The company released Q3 earnings today and exceeded expectations, posting a 21% increase in third quarter profits. The laboratory supply behemoth saw net profit rise to $268.5 million, or 66 cents a share, from $221.2 million, or 53 cents a share from the same quarter of 2009. Revenue rose to $2.68 billion, an increase of 6%, beating the Street’s estimates of 2.59 billion.
The company was also active with its share repurchase program, buying back 10.1 million shares at a cost of $475 million.
Solid caused shares to creep up almost 2% to $51.32 during trading hours, but shares weakened after the market closed.
We’ve been keeping an eye on this company for a while now and are short December puts. That being said, today’s results were pretty much in line with our projections. We maintain that TMO remains undervalued, and after today’s announcement the company is a “buy” for the opportunistic value investor.
Here are three reasons why:
1. Most importantly, based on a discounted cash flow analysis, the firm’s shares should trade in the $65-$75 range, a 27 to 47 per cent premium over today’s closing price of $51.31. Over the medium term, we think the firm to specialty diagnostic business will continue to lead future sales growth due a surge in specialty testing and shifting demographic trends as worldwide populations age. Though healthcare spending has been tight recently in the wake of Obamacare and the recession, retiring baby-boomers over the next ten years will fuel growth in the industry and provide TMO an opportunity to increase both margins and market share.
2. After the 2006 merger between Fisher Scientific and Thermo Electron, the newly formed company is now the largest supplier of lab tools and supplies. As a result, the company has the largest sales force in a market worth about $75 billion. This market share, the shifting demographics, along with a sales force it can cross-leverage, has created a moat around the business which should provide TMO the opportunity to produce returns on invested capital in excess of its cost of capital over the long-run.

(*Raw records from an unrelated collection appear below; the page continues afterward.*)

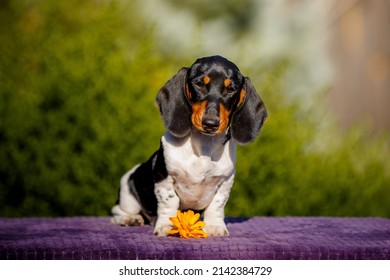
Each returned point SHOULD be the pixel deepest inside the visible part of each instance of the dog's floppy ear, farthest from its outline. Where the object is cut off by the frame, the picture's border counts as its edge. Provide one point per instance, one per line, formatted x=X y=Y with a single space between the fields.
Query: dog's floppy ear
x=250 y=115
x=174 y=107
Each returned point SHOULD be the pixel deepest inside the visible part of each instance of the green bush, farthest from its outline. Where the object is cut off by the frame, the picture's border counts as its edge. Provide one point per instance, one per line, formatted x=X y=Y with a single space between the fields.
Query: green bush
x=77 y=88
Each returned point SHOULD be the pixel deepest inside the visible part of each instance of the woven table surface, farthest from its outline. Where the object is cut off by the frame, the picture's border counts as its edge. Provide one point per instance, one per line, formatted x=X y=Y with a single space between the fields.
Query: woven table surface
x=250 y=238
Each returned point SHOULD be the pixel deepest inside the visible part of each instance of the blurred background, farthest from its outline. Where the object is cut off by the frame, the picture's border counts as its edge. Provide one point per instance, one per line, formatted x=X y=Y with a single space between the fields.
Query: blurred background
x=78 y=81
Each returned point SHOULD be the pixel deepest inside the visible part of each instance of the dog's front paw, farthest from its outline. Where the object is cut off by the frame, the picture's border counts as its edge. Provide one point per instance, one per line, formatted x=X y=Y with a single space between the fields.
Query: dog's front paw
x=162 y=230
x=216 y=230
x=132 y=220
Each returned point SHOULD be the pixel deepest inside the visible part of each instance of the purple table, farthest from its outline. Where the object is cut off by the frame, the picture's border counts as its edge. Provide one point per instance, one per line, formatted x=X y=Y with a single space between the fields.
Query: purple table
x=251 y=238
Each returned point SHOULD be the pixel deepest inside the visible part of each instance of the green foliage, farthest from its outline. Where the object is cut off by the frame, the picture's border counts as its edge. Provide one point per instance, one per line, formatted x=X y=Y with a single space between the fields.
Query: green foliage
x=77 y=88
x=77 y=93
x=286 y=173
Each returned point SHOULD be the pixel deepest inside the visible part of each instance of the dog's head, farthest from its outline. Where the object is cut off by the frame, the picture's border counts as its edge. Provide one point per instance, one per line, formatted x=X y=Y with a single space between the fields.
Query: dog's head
x=213 y=96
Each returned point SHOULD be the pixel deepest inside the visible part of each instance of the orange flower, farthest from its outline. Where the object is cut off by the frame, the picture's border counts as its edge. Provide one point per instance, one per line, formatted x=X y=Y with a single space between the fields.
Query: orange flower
x=186 y=225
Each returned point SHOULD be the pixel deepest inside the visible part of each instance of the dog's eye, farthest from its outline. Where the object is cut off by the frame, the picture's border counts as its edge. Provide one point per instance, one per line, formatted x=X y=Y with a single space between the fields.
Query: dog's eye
x=199 y=84
x=230 y=89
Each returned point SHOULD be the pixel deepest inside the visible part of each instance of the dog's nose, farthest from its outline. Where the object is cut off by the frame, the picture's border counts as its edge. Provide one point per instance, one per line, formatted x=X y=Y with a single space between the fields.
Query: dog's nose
x=210 y=123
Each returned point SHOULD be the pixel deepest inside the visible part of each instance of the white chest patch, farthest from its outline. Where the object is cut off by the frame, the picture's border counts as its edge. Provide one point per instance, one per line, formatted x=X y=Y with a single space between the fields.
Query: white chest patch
x=198 y=166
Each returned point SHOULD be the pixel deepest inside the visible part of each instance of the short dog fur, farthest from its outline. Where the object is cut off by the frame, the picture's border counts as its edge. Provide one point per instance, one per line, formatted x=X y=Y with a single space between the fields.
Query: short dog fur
x=206 y=109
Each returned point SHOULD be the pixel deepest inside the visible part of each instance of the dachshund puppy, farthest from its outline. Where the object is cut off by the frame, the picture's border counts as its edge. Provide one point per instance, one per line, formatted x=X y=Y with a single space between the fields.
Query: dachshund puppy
x=206 y=109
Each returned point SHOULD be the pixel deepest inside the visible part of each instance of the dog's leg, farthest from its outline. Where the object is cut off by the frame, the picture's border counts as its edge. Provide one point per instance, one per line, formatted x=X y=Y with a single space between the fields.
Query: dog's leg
x=214 y=214
x=127 y=211
x=168 y=203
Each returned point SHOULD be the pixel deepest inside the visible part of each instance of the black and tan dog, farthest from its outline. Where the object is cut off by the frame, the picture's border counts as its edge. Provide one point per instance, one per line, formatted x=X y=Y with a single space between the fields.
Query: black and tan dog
x=206 y=109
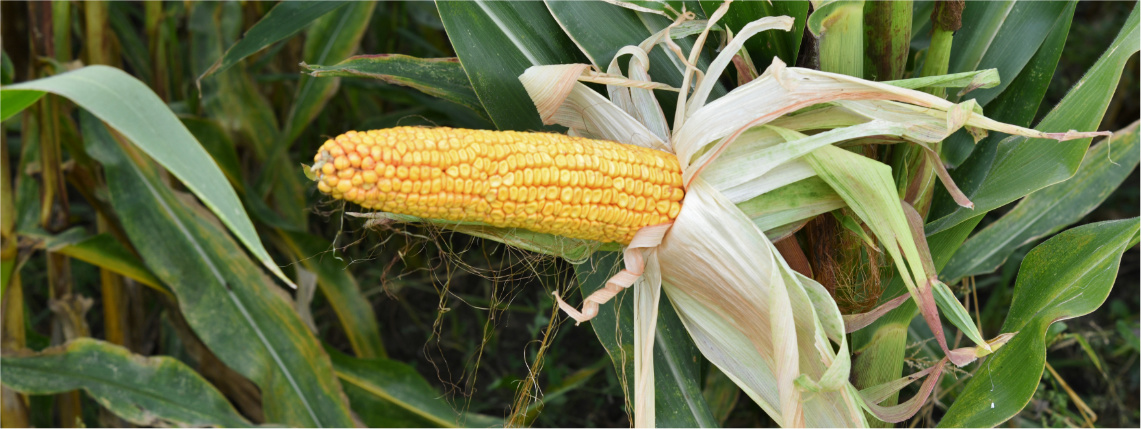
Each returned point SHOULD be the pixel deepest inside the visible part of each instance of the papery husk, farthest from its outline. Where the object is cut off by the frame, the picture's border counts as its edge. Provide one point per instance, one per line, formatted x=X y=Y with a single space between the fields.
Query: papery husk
x=751 y=315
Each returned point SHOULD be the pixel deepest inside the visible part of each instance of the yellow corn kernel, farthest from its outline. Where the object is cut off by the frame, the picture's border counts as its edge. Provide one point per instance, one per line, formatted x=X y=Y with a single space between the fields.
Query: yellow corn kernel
x=552 y=184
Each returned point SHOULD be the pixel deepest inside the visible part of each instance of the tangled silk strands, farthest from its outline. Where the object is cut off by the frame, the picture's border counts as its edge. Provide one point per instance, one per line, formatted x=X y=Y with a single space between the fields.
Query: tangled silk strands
x=647 y=237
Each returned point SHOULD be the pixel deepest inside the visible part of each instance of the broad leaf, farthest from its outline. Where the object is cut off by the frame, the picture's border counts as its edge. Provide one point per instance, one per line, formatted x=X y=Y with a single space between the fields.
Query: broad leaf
x=1020 y=96
x=340 y=290
x=771 y=43
x=15 y=102
x=496 y=41
x=332 y=38
x=1022 y=164
x=283 y=21
x=228 y=302
x=581 y=21
x=1003 y=35
x=442 y=78
x=1067 y=276
x=130 y=107
x=158 y=391
x=1046 y=211
x=103 y=251
x=391 y=394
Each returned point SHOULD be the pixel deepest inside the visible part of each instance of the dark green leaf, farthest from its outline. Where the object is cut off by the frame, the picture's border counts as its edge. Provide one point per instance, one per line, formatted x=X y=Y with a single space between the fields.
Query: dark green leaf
x=145 y=390
x=229 y=304
x=581 y=21
x=496 y=41
x=15 y=102
x=1009 y=47
x=391 y=394
x=1022 y=166
x=332 y=38
x=1017 y=104
x=341 y=290
x=1066 y=276
x=766 y=45
x=442 y=78
x=1050 y=209
x=131 y=108
x=283 y=21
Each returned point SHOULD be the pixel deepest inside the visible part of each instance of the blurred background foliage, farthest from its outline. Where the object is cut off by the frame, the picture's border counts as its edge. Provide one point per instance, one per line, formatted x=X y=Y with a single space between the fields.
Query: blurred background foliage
x=472 y=320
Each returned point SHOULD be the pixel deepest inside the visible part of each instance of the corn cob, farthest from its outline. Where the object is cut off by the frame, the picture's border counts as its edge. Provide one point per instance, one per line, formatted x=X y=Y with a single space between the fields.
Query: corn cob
x=545 y=183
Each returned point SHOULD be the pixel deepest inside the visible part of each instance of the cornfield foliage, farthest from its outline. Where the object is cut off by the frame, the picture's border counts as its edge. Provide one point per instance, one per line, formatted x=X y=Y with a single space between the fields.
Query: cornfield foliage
x=168 y=260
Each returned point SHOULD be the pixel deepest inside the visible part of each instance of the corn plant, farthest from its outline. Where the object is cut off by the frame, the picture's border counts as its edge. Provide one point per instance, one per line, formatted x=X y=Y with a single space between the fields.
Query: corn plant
x=800 y=178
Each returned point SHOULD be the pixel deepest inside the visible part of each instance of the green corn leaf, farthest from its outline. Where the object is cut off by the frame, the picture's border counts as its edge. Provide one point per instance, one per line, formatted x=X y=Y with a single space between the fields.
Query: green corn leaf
x=1017 y=104
x=1024 y=166
x=1066 y=276
x=840 y=26
x=582 y=19
x=771 y=43
x=228 y=302
x=331 y=38
x=131 y=108
x=103 y=251
x=340 y=290
x=388 y=393
x=219 y=146
x=15 y=102
x=283 y=21
x=496 y=42
x=1045 y=211
x=1003 y=35
x=442 y=78
x=144 y=390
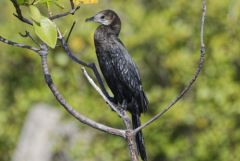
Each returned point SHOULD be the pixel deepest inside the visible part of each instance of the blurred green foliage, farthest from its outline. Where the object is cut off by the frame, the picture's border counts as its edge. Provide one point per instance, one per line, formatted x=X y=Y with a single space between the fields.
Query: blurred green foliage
x=163 y=38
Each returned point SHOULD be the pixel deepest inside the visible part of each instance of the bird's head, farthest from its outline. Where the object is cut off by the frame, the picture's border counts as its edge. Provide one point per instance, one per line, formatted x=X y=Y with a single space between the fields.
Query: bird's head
x=106 y=18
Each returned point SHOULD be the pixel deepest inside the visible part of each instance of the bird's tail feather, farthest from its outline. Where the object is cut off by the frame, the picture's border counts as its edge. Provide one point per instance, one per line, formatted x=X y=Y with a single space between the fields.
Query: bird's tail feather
x=139 y=137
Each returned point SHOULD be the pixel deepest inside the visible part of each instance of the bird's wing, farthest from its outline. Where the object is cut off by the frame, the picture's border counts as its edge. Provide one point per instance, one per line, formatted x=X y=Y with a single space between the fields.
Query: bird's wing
x=125 y=67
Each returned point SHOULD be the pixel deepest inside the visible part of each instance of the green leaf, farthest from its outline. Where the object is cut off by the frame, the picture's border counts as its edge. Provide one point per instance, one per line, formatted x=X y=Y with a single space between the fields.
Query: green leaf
x=46 y=30
x=21 y=2
x=35 y=14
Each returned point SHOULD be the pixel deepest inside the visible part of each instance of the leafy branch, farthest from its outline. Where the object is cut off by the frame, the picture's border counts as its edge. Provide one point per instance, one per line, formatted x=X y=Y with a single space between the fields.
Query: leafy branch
x=49 y=33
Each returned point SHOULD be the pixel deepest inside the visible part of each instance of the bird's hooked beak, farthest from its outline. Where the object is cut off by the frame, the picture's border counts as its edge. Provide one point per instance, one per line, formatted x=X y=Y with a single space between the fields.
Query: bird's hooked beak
x=90 y=19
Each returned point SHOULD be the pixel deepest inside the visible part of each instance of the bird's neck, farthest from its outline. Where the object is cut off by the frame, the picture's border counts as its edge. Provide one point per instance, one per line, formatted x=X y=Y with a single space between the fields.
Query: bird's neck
x=111 y=30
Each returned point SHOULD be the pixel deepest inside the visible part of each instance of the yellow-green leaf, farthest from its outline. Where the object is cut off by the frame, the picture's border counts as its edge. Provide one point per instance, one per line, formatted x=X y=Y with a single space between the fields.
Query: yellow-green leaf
x=78 y=2
x=35 y=13
x=46 y=30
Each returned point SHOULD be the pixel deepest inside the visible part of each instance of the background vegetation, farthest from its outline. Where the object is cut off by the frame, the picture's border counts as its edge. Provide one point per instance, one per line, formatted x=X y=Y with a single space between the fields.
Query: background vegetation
x=163 y=38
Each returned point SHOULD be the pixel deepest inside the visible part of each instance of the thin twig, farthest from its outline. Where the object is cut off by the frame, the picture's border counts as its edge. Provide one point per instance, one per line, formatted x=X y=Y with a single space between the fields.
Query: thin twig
x=197 y=72
x=70 y=32
x=72 y=4
x=62 y=101
x=9 y=42
x=27 y=34
x=72 y=12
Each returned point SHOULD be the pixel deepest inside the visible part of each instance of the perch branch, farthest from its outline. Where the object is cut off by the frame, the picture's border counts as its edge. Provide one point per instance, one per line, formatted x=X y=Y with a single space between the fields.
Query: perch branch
x=197 y=72
x=62 y=101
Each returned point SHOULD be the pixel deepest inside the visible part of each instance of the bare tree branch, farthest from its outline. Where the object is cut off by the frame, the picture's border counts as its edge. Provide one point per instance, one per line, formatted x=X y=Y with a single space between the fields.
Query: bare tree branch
x=72 y=4
x=72 y=12
x=70 y=32
x=197 y=72
x=2 y=39
x=62 y=101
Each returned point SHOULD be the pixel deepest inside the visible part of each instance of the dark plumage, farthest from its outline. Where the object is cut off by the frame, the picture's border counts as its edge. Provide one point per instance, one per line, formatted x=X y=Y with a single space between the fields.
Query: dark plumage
x=119 y=70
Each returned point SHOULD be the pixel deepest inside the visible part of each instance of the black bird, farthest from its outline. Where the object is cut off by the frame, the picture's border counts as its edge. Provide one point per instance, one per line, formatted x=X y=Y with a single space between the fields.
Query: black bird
x=119 y=70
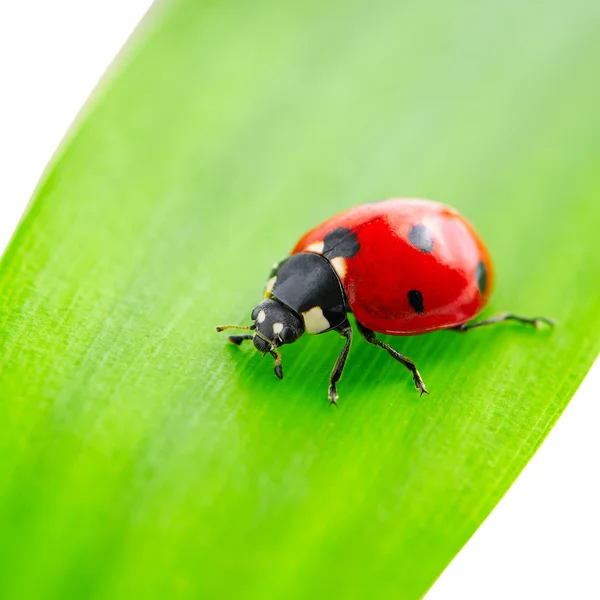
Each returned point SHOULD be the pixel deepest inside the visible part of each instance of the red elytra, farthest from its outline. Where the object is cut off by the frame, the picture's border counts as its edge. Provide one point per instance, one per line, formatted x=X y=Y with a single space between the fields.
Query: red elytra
x=451 y=267
x=401 y=267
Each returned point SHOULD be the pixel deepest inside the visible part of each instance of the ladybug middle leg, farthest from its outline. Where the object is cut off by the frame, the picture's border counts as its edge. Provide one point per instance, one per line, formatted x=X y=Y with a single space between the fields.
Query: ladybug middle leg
x=409 y=364
x=345 y=330
x=535 y=321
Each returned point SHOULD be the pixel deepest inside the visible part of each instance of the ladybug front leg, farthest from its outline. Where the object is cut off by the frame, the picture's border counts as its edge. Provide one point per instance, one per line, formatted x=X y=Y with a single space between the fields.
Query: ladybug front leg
x=346 y=331
x=409 y=364
x=535 y=321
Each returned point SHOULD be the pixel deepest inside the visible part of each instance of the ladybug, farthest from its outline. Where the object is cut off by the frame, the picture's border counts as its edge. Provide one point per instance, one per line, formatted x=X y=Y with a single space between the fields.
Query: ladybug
x=400 y=266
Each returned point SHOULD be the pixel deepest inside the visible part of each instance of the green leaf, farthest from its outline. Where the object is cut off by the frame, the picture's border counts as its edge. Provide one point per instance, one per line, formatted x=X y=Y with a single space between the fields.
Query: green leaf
x=141 y=455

3. The company is ramping up into the emerging markets with Chinese and Indian markets appearing particularly fertile ground for expansion. These markets are eager for food safety and quality control products. Because of this new demand, TMO has been investing in the region, and over the next five to ten years, we wouldn’t be surprised to see the company take 25% of China’s $800 million dollar lab tools market.
TMO does face risks, albeit ones it can handle. The company’s sales are mostly to merger-friendly pharmaceutical sector including Pfizer, Bristol-Myers, AstraZeneca, Eli Lilly and Merck. Newly merged pharma conglomerates may make it difficult for TMO to increase prices in developed markets. Further, as the pharmaceutical industry looks to cut costs, cheaper alternatives to TMO’s product line are available.
Another risk can be found in the company’s growth strategy that focuses on the emerging markets. Though the trend towards more environmental safety testing seems to be gaining speed in the region, steps backward in that direction could be impair TMO’s growth and bottom line abroad.
Overall, we believe these risk are limited and the positives of this company outweigh the negatives, making TMO an excellent entry into the health care supply industry in our opinion.